Back in May 2018, Carrefour undertook to reduce its use of plastic to the bare minimum. It also committed to ensuring that all of the packaging used in its products could be recycled or composted by 2025. A voluntary and ambitious commitment that Carrefour now wants to share with the government and the other founding signatories of this collective pact. Carrefour is now calling upon all major companies in the retail sector as well as NGOs and consumers to get behind it and commit to a number of shared targets to combat plastic pollution.
Every year throughout the world, between 8 and 12 million tonnes of plastics get into our oceans. In France, packaging accounts for 45% of the total amount of plastic used and only 25% of household plastic packaging is effectively recycled. One of the things Carrefour is doing in signing this national pact is boosting its eco-design efforts and its implementation of innovative and sustainable solutions.
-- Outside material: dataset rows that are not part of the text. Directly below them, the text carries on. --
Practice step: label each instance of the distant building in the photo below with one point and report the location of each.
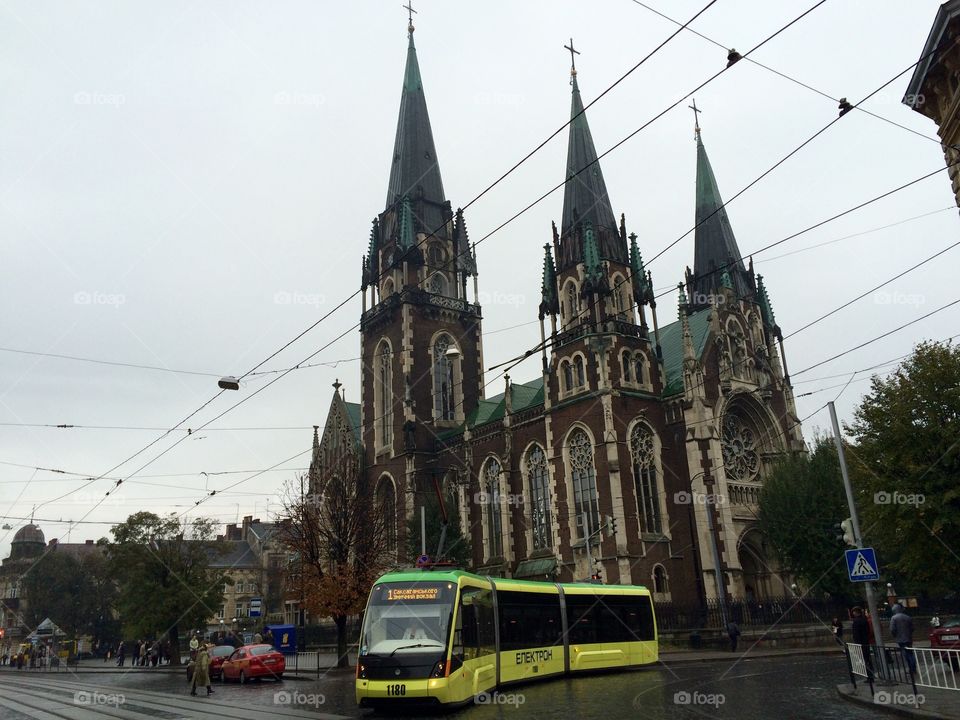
(934, 89)
(27, 547)
(255, 563)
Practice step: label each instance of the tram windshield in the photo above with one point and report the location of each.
(406, 617)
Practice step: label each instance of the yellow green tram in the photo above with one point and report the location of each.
(444, 637)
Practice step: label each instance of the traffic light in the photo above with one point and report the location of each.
(845, 532)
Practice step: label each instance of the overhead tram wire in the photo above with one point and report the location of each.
(511, 219)
(785, 76)
(788, 156)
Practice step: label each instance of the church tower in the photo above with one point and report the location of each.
(420, 334)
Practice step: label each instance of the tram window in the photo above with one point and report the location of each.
(528, 620)
(479, 631)
(582, 618)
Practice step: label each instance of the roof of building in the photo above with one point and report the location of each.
(585, 196)
(946, 13)
(239, 554)
(715, 246)
(415, 170)
(671, 343)
(29, 533)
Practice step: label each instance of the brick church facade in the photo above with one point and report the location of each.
(664, 432)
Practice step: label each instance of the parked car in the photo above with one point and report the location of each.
(946, 635)
(253, 661)
(217, 655)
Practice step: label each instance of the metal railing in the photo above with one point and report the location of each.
(917, 667)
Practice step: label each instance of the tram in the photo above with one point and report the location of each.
(441, 638)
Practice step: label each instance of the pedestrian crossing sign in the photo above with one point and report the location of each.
(862, 565)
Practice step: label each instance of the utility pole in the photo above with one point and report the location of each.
(867, 586)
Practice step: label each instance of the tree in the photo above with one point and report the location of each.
(456, 545)
(164, 582)
(801, 502)
(905, 461)
(339, 539)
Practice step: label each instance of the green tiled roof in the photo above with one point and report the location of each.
(671, 341)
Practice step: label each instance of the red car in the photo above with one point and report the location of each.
(947, 636)
(253, 661)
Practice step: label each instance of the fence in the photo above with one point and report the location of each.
(746, 613)
(918, 667)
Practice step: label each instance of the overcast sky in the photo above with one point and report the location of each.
(190, 185)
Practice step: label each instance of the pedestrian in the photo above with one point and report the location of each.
(860, 633)
(901, 629)
(837, 627)
(733, 632)
(201, 672)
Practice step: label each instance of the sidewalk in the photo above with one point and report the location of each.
(898, 699)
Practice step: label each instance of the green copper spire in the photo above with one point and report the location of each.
(549, 302)
(407, 237)
(766, 310)
(715, 246)
(585, 195)
(415, 171)
(591, 256)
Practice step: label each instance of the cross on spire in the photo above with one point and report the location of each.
(410, 11)
(696, 117)
(573, 59)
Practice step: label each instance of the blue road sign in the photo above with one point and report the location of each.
(862, 565)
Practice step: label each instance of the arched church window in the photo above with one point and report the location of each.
(444, 407)
(660, 584)
(584, 476)
(741, 453)
(437, 284)
(540, 496)
(387, 503)
(643, 455)
(638, 367)
(566, 372)
(383, 397)
(491, 487)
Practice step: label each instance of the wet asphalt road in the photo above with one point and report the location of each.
(791, 688)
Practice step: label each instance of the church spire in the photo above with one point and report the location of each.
(585, 196)
(415, 171)
(715, 247)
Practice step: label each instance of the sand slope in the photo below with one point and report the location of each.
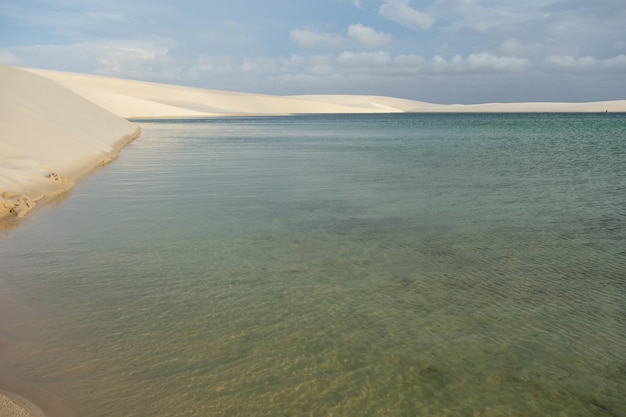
(403, 105)
(138, 99)
(49, 137)
(54, 126)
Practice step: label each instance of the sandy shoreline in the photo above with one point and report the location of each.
(50, 138)
(55, 127)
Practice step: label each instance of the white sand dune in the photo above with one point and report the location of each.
(55, 126)
(49, 137)
(139, 99)
(392, 104)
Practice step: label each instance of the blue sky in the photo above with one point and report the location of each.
(443, 51)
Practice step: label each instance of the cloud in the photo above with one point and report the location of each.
(481, 63)
(368, 36)
(400, 12)
(310, 39)
(359, 33)
(129, 58)
(586, 64)
(9, 58)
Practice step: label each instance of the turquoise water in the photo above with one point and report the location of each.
(388, 265)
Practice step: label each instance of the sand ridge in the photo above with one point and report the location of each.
(49, 138)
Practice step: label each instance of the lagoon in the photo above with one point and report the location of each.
(333, 265)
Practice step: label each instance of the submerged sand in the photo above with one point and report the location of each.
(12, 405)
(55, 127)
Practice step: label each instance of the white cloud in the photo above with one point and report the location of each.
(310, 39)
(368, 36)
(130, 58)
(401, 12)
(481, 63)
(365, 60)
(9, 58)
(586, 64)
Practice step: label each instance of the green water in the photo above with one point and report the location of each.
(392, 265)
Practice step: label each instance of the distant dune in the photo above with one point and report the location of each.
(138, 99)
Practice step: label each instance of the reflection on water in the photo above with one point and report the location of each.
(438, 265)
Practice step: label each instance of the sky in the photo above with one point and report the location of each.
(441, 51)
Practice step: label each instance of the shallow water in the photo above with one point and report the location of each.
(436, 265)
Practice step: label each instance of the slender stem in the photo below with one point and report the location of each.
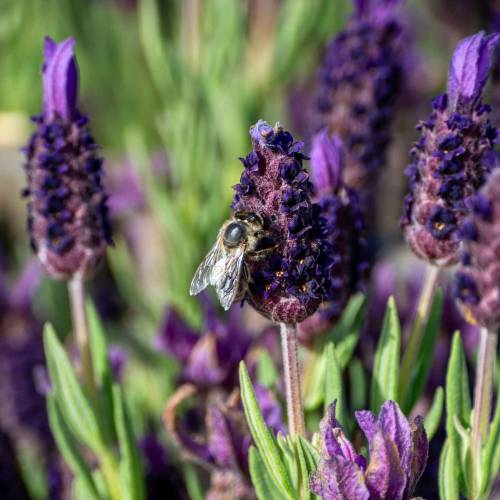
(418, 329)
(483, 395)
(295, 408)
(80, 327)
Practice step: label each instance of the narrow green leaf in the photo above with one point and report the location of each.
(491, 453)
(69, 449)
(131, 472)
(264, 486)
(357, 384)
(315, 393)
(386, 365)
(102, 373)
(74, 405)
(448, 477)
(262, 436)
(334, 388)
(457, 401)
(433, 418)
(426, 354)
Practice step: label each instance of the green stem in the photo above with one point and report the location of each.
(418, 329)
(109, 468)
(80, 326)
(483, 395)
(295, 407)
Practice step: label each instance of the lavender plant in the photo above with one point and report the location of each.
(69, 230)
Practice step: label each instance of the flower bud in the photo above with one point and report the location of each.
(67, 210)
(450, 160)
(289, 284)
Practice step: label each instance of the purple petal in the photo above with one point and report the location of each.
(469, 68)
(327, 162)
(219, 438)
(384, 477)
(338, 480)
(204, 366)
(60, 79)
(395, 425)
(368, 423)
(420, 454)
(176, 338)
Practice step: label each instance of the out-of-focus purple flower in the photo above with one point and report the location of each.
(11, 482)
(290, 283)
(222, 445)
(211, 357)
(345, 230)
(161, 474)
(477, 284)
(398, 454)
(67, 209)
(450, 160)
(360, 82)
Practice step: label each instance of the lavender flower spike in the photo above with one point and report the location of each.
(476, 284)
(398, 454)
(67, 209)
(450, 161)
(290, 283)
(345, 230)
(360, 82)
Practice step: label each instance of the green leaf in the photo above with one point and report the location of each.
(262, 436)
(102, 373)
(334, 388)
(131, 472)
(69, 449)
(448, 477)
(315, 392)
(357, 379)
(433, 418)
(264, 486)
(426, 354)
(75, 407)
(386, 365)
(491, 452)
(457, 401)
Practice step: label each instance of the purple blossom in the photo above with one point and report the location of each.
(398, 454)
(289, 285)
(345, 230)
(209, 358)
(476, 284)
(360, 82)
(450, 161)
(67, 205)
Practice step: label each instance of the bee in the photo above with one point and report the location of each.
(241, 240)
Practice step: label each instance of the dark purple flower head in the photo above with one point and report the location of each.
(345, 230)
(360, 82)
(398, 454)
(67, 210)
(211, 357)
(450, 161)
(290, 283)
(477, 284)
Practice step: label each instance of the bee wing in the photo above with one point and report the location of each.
(228, 277)
(205, 274)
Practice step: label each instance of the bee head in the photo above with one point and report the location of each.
(235, 234)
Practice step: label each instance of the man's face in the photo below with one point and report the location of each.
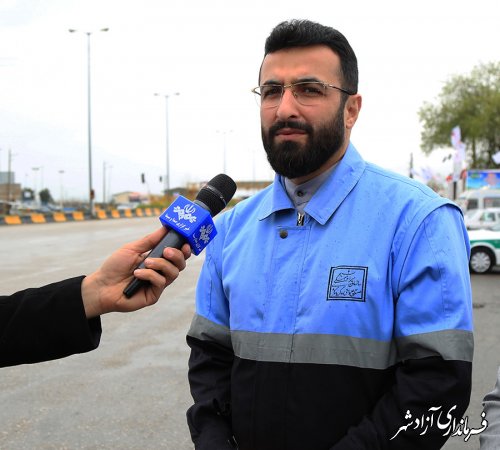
(302, 141)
The commitment is in line with the Group’s stated aim of becoming the world leader in the food transition with its Act For Food programme, which is already taking shape via a whole set of concrete solutions. Having removed plastic straws from its shelves, Carrefour is going to be stepping up its solutions over the next few weeks for reducing plastic pollution.
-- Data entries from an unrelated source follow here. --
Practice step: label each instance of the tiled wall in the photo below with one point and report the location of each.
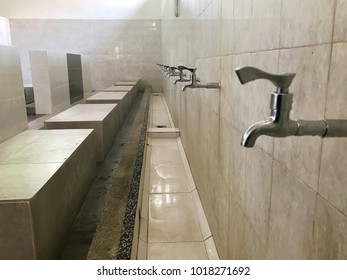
(285, 198)
(50, 81)
(12, 104)
(87, 83)
(5, 34)
(119, 50)
(74, 69)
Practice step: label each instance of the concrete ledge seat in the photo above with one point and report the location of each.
(44, 179)
(103, 118)
(130, 83)
(119, 88)
(107, 97)
(121, 98)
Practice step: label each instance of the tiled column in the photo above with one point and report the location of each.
(50, 81)
(13, 117)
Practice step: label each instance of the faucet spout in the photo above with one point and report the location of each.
(256, 130)
(275, 127)
(186, 86)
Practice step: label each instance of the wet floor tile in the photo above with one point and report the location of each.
(172, 218)
(177, 251)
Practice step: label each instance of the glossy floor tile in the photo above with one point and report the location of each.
(172, 218)
(177, 251)
(174, 225)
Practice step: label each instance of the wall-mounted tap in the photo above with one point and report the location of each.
(279, 123)
(181, 75)
(166, 69)
(173, 72)
(195, 82)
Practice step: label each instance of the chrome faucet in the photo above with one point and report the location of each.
(173, 71)
(181, 75)
(279, 123)
(164, 68)
(195, 82)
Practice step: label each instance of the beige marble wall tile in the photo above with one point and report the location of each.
(330, 236)
(333, 177)
(227, 23)
(220, 205)
(340, 26)
(301, 154)
(291, 217)
(210, 30)
(307, 22)
(265, 25)
(258, 192)
(142, 250)
(211, 249)
(236, 230)
(253, 246)
(225, 143)
(205, 229)
(238, 170)
(337, 92)
(12, 103)
(242, 25)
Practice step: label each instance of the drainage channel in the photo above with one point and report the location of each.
(84, 229)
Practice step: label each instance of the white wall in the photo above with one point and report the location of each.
(50, 81)
(81, 9)
(13, 118)
(5, 34)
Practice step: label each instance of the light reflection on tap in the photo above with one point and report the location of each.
(195, 82)
(279, 123)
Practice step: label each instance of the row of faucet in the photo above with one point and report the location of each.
(279, 123)
(172, 71)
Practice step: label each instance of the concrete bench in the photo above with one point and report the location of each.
(122, 99)
(132, 83)
(44, 179)
(101, 117)
(119, 88)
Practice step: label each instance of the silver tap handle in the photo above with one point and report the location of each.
(181, 68)
(281, 81)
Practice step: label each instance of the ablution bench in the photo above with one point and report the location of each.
(44, 179)
(100, 117)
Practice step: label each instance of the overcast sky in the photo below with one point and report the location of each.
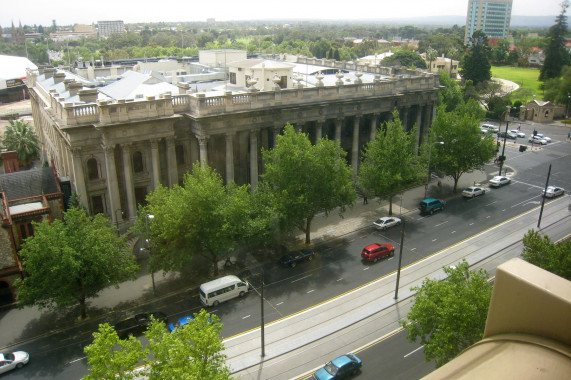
(66, 12)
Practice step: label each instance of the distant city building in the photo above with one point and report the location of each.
(106, 28)
(490, 16)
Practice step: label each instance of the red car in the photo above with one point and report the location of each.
(375, 252)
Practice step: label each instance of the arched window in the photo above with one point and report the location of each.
(92, 169)
(179, 149)
(137, 162)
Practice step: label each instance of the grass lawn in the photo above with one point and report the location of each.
(525, 77)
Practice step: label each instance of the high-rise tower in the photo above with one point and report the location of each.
(490, 16)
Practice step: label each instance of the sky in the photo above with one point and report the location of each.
(66, 12)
In 2019, the traditional polystyrene trays are going to be replaced by cardboard trays in the cheese section. A radical change that will save 111 tonnes of plastic this year. In 2019, organic fair-trade bananas (15,800 tonnes of which were sold in 2017) will no longer be packaged in plastic sachets, saving at least 23 tonnes of plastic every year. The bananas will still be identifiable via elastic bands around them and will be on sale in all stores throughout France, gradually rolled out between March and September. Eventually, these bands will be made of paper.